Before: “Chagas disease (CD) continues to be a significant public health issue in Brazil, with a high burden of undiagnosed cases [21]. In this study, we conducted a seroepidemiological survey to determine the prevalence of CD in an impoverished rural community in Southern Bahia. Our findings highlight the importance of active surveillance and early detection of CD in vulnerable populations. The overall prevalence of chronic CD in the studied community was 0.92%, as detected by latent class analysis (LCA). This prevalence is relatively low compared to the estimated national prevalence of CD in Brazil [24]. However, it is important to note that even in areas of low prevalence, identifying positive cases through seroepidemiological surveys is crucial for timely diagnosis and management.”

After: Chagas disease (CD) continues to be a significant public health issue in Brazil, with a high burden of undiagnosed cases [21]. In this study, we conducted a seroepidemiological survey to determine the prevalence of CD in an impoverished rural community in Southern Bahia. While the study site falls under a low endemicity category for CD, it is endemic for other infections, including HTLV, schistosomiasis, and intestinal parasites, with strongyloidiasis being notably prevalent. The evaluation of CD positivity is part of a broader project focused on diagnosing and treating individuals for multiple infections. Our findings highlight the importance of active surveillance and early detection of CD in vulnerable populations. The overall prevalence of chronic CD in the studied community was 0.92%, as detected by latent class analysis (LCA). This prevalence is relatively low compared to the estimated national prevalence of CD in Brazil [24]. However, it is important to note that even in areas of low prevalence, identifying positive cases through seroepidemiological surveys is crucial for timely diagnosis and management.

 

Discussion. Discuss the profile of housing structures in the studied area (even superficially). Are they suitable for triatomine infestation?
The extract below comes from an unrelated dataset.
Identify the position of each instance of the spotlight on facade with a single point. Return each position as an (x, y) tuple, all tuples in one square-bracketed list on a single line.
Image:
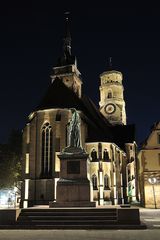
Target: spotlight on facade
[(153, 181)]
Reply: Thank you for bringing this to our attention. We have added a sentence to the discussion section to provide a more comprehensive characterization of the local epidemiological scenario:

Before: “The prevalence of CD in the studied rural community was lower than expected, considering the socioeconomic conditions and environmental factors that can contribute to T. cruzi transmission. A systematic review and me-ta-analysis published in 2014 reported a mean prevalence of 4.2% for Brazil…”

After: The prevalence of CD in the studied rural community was lower than expected, considering the socioeconomic conditions and environmental factors that can contribute to T. cruzi transmission. Although present, we observed few mud houses with cracks in the area, and the residents reported not encountering the bugs. A systematic review and me-ta-analysis published in 2014 reported a mean prevalence of 4.2% for Brazil…

 

I recommend discussing (i) studies in the state of Bahia that deal with the eco-epidemiological profile, contemplating vectors. (ii) studies outside the state of Bahia where there is an intense circulation of T. cruzi. There are at least 3 studies mention that in Rio Grande do Norte the circulation of infected vectors close to humans was detected in a Chagasic outbreak in 2016-2017. I recommend connecting them with this study and with entomological surveys in the state of Bahia.

Reply: We sincerely thank the reviewer for the suggestion but kindly request a reconsideration of the request. While the suggested data is related, its inclusion would extend beyond the scope of our active case search perspective.

Round 2

Reviewer 2 Report

The corrections were helpful . The research is appropriate for publication.

Reviewer 3 Report

General Comments

The authors have done a good job in reviewing the manuscript, considering the recommendations and suggestions whenever they found them suitable. Therefore, in my opinion, the manuscript can now be accepted by the journal.